あんな甘い考えを持つように育てた覚えはないが、元々、優しすぎる奴ではあった。
「しゃらくせぇ!俺に勝ちやがったテメェも、俺が勝ち切れなかったテメェも、俺から逃げ回ってやがったテメェも、全部、一切合切、この俺が、『破天荒快男児』ジョージが、皆殺しにしてやるってんだから、さっさと始めるぞ、オラァ!」
急にキレたジョージが、破天荒快男児の一撃を放ってくる。
不意討ちであるからか、そんな遠慮が出来るほどに人間らしさを垣間見せてしまったのか、ジョージは誰にも当たらないようにしたようだ。

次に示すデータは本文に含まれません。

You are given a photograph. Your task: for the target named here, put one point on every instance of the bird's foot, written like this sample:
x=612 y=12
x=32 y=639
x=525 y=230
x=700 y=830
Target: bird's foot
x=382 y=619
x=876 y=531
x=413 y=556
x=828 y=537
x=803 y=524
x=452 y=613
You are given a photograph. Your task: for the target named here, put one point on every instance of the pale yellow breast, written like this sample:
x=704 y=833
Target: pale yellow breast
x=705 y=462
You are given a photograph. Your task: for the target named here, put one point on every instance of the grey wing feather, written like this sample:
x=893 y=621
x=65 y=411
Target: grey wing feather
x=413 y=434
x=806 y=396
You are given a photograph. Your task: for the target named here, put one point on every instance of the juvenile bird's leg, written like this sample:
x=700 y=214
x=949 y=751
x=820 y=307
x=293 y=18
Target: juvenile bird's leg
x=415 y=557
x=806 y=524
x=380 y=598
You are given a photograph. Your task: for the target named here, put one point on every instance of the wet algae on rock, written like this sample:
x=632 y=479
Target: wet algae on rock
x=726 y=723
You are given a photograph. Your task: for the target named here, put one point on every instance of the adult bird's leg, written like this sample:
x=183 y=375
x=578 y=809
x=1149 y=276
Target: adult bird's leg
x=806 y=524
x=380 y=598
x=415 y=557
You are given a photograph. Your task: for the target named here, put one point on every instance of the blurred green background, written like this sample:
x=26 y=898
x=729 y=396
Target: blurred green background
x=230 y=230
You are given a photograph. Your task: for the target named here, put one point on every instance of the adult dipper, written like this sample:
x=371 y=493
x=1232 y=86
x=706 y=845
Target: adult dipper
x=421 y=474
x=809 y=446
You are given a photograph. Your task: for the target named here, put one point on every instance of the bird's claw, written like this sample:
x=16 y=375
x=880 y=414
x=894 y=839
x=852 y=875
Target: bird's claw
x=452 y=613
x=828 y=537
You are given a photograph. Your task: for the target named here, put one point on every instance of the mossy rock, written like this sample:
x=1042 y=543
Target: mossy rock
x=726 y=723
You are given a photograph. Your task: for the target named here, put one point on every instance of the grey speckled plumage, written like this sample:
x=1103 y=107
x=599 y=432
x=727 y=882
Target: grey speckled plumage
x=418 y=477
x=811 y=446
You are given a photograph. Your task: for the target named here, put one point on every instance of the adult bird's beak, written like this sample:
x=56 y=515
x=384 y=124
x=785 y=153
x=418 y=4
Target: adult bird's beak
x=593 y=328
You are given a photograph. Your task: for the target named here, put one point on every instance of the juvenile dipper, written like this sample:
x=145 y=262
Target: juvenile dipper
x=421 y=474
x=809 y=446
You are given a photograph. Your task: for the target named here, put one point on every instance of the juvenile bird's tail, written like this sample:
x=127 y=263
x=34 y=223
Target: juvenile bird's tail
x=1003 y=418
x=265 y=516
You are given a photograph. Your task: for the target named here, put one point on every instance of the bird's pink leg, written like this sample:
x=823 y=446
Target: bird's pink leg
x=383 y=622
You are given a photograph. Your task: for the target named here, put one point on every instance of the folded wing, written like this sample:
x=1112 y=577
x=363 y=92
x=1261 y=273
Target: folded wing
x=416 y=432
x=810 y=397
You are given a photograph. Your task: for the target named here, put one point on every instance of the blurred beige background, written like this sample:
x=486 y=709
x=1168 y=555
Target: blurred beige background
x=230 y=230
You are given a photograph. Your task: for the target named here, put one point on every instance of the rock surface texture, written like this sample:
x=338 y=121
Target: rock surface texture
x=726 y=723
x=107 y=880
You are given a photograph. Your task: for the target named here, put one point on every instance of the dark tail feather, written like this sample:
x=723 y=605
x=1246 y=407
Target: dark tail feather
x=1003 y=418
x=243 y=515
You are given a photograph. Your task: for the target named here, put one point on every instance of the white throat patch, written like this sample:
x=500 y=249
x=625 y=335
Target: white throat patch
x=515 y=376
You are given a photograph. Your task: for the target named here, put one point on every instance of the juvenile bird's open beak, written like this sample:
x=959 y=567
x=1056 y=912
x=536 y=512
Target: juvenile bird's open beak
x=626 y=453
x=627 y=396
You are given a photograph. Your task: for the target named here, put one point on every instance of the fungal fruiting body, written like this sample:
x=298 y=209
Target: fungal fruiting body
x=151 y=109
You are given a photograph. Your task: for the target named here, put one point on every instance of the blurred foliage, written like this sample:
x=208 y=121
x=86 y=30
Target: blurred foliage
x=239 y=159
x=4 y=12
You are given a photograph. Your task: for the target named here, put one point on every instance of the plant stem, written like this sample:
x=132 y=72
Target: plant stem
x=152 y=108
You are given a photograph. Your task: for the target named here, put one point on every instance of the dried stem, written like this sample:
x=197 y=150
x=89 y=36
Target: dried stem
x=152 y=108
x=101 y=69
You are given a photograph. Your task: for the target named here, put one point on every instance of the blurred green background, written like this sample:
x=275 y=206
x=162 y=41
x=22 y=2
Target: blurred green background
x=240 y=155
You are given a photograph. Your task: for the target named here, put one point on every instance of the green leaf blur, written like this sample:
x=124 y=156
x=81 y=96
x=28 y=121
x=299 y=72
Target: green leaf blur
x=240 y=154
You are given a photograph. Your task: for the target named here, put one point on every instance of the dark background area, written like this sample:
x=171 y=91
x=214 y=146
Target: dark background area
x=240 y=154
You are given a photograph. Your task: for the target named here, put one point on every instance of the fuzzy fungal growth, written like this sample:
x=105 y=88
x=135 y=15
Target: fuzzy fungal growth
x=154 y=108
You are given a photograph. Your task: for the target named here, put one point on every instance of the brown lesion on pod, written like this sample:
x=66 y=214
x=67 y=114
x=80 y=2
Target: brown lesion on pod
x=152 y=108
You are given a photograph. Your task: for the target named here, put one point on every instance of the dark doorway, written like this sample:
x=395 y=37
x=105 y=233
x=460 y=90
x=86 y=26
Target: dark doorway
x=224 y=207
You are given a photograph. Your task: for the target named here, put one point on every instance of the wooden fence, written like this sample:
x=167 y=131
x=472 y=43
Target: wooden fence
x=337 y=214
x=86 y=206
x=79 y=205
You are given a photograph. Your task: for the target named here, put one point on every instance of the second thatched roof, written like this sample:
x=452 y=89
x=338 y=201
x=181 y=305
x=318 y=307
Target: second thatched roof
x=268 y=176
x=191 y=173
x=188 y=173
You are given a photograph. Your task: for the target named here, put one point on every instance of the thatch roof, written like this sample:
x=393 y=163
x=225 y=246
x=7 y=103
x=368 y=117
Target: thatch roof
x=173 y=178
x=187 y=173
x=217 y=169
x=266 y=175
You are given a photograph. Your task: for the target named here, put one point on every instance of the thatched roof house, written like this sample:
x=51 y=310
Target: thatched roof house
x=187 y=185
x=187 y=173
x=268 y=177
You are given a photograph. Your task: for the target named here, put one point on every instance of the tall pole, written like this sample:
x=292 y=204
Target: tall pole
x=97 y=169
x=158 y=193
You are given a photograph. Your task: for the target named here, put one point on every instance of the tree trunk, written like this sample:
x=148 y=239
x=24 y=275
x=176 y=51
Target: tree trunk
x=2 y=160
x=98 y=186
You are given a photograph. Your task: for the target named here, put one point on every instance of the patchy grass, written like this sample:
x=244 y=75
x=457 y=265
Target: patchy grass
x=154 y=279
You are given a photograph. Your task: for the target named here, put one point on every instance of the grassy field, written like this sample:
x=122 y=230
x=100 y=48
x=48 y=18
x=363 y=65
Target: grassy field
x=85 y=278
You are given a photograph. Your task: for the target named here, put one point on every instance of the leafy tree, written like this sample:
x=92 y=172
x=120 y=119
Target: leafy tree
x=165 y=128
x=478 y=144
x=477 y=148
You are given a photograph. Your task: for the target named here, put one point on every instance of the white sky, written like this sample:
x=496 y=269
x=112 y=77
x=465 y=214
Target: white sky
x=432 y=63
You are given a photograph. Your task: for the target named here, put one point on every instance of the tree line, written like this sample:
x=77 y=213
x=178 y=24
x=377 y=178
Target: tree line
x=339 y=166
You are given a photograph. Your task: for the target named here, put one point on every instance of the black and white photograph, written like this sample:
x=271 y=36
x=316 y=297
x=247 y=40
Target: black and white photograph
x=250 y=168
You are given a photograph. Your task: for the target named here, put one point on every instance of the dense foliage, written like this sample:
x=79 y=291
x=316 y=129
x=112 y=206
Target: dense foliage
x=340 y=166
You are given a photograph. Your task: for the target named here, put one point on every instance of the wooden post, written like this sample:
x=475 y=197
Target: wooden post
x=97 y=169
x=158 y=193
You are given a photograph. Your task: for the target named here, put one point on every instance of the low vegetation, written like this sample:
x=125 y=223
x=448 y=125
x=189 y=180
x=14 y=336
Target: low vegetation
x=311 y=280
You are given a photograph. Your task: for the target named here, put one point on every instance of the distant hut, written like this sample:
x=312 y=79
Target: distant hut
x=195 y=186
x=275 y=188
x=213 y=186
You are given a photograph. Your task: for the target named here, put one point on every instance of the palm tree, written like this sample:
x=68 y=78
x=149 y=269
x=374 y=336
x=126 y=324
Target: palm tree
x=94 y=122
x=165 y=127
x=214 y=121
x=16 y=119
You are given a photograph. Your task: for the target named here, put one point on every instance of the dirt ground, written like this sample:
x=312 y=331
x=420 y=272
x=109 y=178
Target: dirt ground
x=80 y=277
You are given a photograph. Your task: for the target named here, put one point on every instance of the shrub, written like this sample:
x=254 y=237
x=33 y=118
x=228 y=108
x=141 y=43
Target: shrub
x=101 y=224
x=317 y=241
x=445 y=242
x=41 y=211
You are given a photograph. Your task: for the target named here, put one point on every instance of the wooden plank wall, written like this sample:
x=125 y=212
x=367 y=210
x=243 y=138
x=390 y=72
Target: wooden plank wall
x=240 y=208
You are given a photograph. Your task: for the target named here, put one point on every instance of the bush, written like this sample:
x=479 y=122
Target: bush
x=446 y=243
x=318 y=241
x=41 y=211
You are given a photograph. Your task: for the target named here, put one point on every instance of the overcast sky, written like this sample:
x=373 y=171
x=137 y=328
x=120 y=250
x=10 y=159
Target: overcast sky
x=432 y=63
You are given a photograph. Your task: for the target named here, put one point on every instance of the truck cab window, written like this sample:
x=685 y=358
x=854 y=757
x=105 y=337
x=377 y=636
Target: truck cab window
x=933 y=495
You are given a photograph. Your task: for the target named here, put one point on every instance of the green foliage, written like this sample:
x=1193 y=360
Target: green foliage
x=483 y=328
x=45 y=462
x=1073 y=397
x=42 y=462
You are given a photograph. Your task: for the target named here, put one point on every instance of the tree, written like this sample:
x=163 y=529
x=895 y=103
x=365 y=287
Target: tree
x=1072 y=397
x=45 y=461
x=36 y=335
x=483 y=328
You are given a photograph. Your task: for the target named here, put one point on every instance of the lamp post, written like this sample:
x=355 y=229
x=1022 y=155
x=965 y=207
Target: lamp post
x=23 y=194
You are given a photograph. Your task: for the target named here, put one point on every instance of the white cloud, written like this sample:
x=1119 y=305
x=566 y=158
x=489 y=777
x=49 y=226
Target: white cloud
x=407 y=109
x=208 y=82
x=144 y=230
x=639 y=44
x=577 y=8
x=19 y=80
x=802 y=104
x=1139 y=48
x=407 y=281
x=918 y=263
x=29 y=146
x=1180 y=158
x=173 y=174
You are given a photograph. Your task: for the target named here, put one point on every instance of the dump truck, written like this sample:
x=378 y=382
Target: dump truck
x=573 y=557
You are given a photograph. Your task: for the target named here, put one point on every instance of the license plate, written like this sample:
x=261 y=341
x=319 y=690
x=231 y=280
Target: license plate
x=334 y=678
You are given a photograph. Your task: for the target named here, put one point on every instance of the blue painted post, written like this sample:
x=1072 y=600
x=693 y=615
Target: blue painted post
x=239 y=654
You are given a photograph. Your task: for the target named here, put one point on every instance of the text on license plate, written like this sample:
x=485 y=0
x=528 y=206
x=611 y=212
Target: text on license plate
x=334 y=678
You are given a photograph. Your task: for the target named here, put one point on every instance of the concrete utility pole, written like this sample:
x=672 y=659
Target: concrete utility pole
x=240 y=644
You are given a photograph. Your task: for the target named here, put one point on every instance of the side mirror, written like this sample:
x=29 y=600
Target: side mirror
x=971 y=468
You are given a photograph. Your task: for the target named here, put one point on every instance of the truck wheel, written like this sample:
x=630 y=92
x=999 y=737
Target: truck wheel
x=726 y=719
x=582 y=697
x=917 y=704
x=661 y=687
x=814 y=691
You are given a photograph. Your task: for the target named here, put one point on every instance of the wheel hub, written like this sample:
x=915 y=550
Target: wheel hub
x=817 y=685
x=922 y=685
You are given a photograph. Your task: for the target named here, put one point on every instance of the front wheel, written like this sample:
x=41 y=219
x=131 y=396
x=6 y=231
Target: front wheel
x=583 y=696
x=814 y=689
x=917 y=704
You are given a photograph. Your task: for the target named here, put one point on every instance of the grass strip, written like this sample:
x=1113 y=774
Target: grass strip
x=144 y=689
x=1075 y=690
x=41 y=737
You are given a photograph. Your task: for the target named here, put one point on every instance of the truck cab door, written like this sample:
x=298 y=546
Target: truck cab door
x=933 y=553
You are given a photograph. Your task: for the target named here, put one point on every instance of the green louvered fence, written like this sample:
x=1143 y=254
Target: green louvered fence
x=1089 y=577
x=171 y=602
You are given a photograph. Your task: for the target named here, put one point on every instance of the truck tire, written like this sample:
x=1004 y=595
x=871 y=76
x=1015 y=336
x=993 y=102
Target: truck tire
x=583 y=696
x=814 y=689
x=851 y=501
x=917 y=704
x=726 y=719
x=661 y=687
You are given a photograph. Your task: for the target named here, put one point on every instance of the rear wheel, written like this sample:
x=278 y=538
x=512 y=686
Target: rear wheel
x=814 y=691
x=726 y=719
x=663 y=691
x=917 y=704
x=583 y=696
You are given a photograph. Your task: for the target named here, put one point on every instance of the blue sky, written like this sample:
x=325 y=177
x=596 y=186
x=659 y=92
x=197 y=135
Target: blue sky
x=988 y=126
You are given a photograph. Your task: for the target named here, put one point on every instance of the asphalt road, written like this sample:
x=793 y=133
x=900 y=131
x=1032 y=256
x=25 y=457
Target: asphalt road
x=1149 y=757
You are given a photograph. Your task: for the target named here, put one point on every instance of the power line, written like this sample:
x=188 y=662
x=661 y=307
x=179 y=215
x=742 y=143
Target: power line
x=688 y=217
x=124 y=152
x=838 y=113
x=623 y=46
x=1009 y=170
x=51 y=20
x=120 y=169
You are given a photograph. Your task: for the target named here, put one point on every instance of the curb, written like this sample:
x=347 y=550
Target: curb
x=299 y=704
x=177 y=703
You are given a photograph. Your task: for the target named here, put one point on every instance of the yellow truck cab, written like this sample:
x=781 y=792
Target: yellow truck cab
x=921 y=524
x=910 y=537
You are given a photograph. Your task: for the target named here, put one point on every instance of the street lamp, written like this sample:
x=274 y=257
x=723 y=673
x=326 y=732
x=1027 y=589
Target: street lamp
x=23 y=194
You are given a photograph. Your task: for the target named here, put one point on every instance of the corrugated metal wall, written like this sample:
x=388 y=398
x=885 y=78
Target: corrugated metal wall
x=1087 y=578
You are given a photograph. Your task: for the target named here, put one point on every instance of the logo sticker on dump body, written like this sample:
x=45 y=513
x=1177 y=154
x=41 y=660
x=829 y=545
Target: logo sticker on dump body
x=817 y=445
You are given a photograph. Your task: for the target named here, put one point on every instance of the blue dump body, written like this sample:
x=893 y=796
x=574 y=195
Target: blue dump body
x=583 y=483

まあ、自覚していない可能性もあるので、一応、軽く避けてやる事で彼の挟持は保ってやった。
「最強が、右腕を失うほどの、…何があったんだ?」
「ジョージだよ、襟櫛」
「えっ?」
「ジョージと最強が一騎討ちして、ジョージは最強の右腕を奪い、最強はジョージの命を奪った。そういうわけさ」
王子が見ていたとは気付かなかった。
それだけ、自分が冷静さを失い、必死だったという証拠か。
少し恥ずかしくなる。
「雑魚のくせに、色々と事態を掻き回しやがって…」
吐き捨てるような襟櫛の言葉は、その真意をまるで理解できなかったが、特に興味はなかった。
「王子、一緒に戦えそうか?」
「大丈夫。ただ、この場では自分だけが場違いだと思うけどね」
「いや、心強いよ。俺達だけが、2人で戦えるんだから」
それは、どうだろうか。
王子では正直、襟櫛の足を引っ張るだけの結果になりかねない。
一瞬、襟櫛がこちらを見やった。
どうやら、まだ、俺と戦う事に迷いがあるようだった。
まあ、そんな状態で戦われても迷惑なので、俺はお節介にも言ってやらなければならない。
「襟櫛、余計な事は考えるな。俺はお前と戦う為に今、ここにいるんだ」
俺の言葉を聞いて、襟櫛の雰囲気がようやく変わった。
手塩にかけて育てた襟櫛、俺の右腕を奪う実力があるジョージ、相手にとっては不足無しだ。
どちらをも殺し、俺は俺を証明する。
何故か、少し笑いがこぼれた…。